Movie producers and directors frequently complain, quite justifiably, about the movie rating system administered by the MPAA. Yes, the assignment of ratings is sometimes arbitrary, and creators sometimes don't get the rating they want without changing the movie. Yes, ratings have become factors in the marketing of films, so that studios may insist on a certain rating when they hire a director. And yes, NC-17 and X-rated movies are treated differently than the others by distributors...for their content, I hasten to point out, as indicated by the rating, not for the rating itself -- if there were no rating system, these movies would have even more distribution problems, probably receiving no distribution at all in some regions.
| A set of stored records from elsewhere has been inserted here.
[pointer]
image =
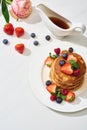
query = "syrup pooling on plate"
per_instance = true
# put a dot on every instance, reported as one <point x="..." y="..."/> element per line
<point x="67" y="70"/>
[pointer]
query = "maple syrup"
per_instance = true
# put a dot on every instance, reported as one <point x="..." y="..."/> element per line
<point x="60" y="23"/>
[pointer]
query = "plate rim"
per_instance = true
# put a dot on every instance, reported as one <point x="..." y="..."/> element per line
<point x="40" y="65"/>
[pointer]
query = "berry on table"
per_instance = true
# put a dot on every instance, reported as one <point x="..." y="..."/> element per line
<point x="47" y="37"/>
<point x="70" y="49"/>
<point x="62" y="62"/>
<point x="35" y="43"/>
<point x="53" y="97"/>
<point x="19" y="31"/>
<point x="8" y="29"/>
<point x="33" y="35"/>
<point x="5" y="41"/>
<point x="57" y="51"/>
<point x="48" y="82"/>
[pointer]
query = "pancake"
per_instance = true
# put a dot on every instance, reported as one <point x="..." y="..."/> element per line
<point x="65" y="80"/>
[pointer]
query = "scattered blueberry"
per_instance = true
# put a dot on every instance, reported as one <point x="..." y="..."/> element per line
<point x="48" y="82"/>
<point x="62" y="62"/>
<point x="33" y="35"/>
<point x="5" y="41"/>
<point x="59" y="100"/>
<point x="64" y="55"/>
<point x="47" y="37"/>
<point x="70" y="49"/>
<point x="35" y="43"/>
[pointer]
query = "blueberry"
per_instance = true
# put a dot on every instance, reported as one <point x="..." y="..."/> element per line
<point x="61" y="62"/>
<point x="35" y="43"/>
<point x="59" y="100"/>
<point x="5" y="41"/>
<point x="47" y="37"/>
<point x="33" y="35"/>
<point x="70" y="49"/>
<point x="48" y="82"/>
<point x="64" y="55"/>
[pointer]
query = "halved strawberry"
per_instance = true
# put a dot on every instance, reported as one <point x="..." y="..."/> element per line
<point x="51" y="88"/>
<point x="19" y="47"/>
<point x="48" y="61"/>
<point x="71" y="57"/>
<point x="64" y="51"/>
<point x="67" y="68"/>
<point x="70" y="96"/>
<point x="19" y="31"/>
<point x="8" y="29"/>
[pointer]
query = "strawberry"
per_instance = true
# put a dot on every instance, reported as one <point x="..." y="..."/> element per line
<point x="19" y="31"/>
<point x="71" y="57"/>
<point x="51" y="88"/>
<point x="8" y="29"/>
<point x="19" y="47"/>
<point x="67" y="68"/>
<point x="57" y="51"/>
<point x="70" y="96"/>
<point x="48" y="61"/>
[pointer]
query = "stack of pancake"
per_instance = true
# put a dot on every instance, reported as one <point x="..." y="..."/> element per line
<point x="64" y="80"/>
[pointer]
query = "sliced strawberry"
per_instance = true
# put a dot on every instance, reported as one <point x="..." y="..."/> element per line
<point x="8" y="29"/>
<point x="70" y="96"/>
<point x="51" y="88"/>
<point x="71" y="57"/>
<point x="19" y="47"/>
<point x="48" y="61"/>
<point x="19" y="31"/>
<point x="67" y="68"/>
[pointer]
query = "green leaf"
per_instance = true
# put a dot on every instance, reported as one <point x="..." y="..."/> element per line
<point x="5" y="10"/>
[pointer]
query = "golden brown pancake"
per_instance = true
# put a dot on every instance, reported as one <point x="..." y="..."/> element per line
<point x="66" y="81"/>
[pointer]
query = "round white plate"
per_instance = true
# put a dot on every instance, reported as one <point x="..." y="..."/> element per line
<point x="38" y="74"/>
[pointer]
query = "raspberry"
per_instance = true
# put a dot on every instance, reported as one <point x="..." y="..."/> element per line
<point x="52" y="97"/>
<point x="57" y="51"/>
<point x="76" y="72"/>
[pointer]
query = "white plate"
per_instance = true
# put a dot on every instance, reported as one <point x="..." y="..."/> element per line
<point x="40" y="73"/>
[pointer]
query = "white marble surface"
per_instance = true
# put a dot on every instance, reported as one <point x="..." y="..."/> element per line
<point x="19" y="109"/>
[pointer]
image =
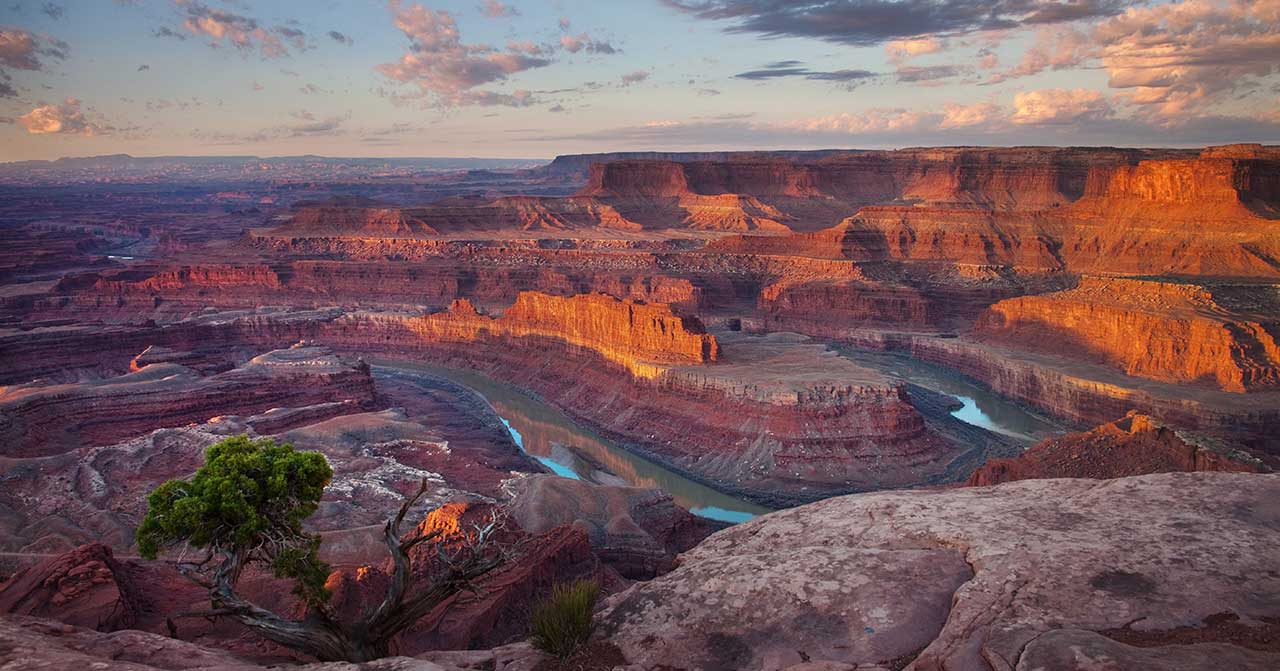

What critics of the MPAA rating system rarely acknowledge is that movies are far, far freer in terms of content than they were before the rating system was established. Before the rating system was adopted, legislation was pending in forty states that would have established State Film Review Boards that would determine which films could be exhibited in that state. If producers and directors think that dealing with the industry-run MPAA is a hassle, imagine producing fifty different cuts of a film to please fifty different State Film Review Boards. (Naturally, the studios wouldn't do this. They'd issue one cut that would satisfy the most conservative state criteria.)
The movie industry, operating under a rating system, is far more liberal in content than the broadcast television industry is. How often do you see the disclaimer "edited for television" before a movie broadcast on television? Which medium is more highly censored? Under the Hays Code - the code that determined movie content prior to the adoption of a rating system - movie content was as strictly limited as today's broadcast television programming is. The movie rating system was a liberalizing influence.
The basic flaw in arguments against a Television Rating System and the attendant V-chip is the assumption that current broadcast television is uncensored. Quite the contrary: It is highly censored, and it's censored at the supply end of the pipeline where the viewer has no control. The V-chip makes each individual his own "censor," putting control at the receiving end of the pipeline... where, if you still don't like the chip, you can elect to turn the darned thing off.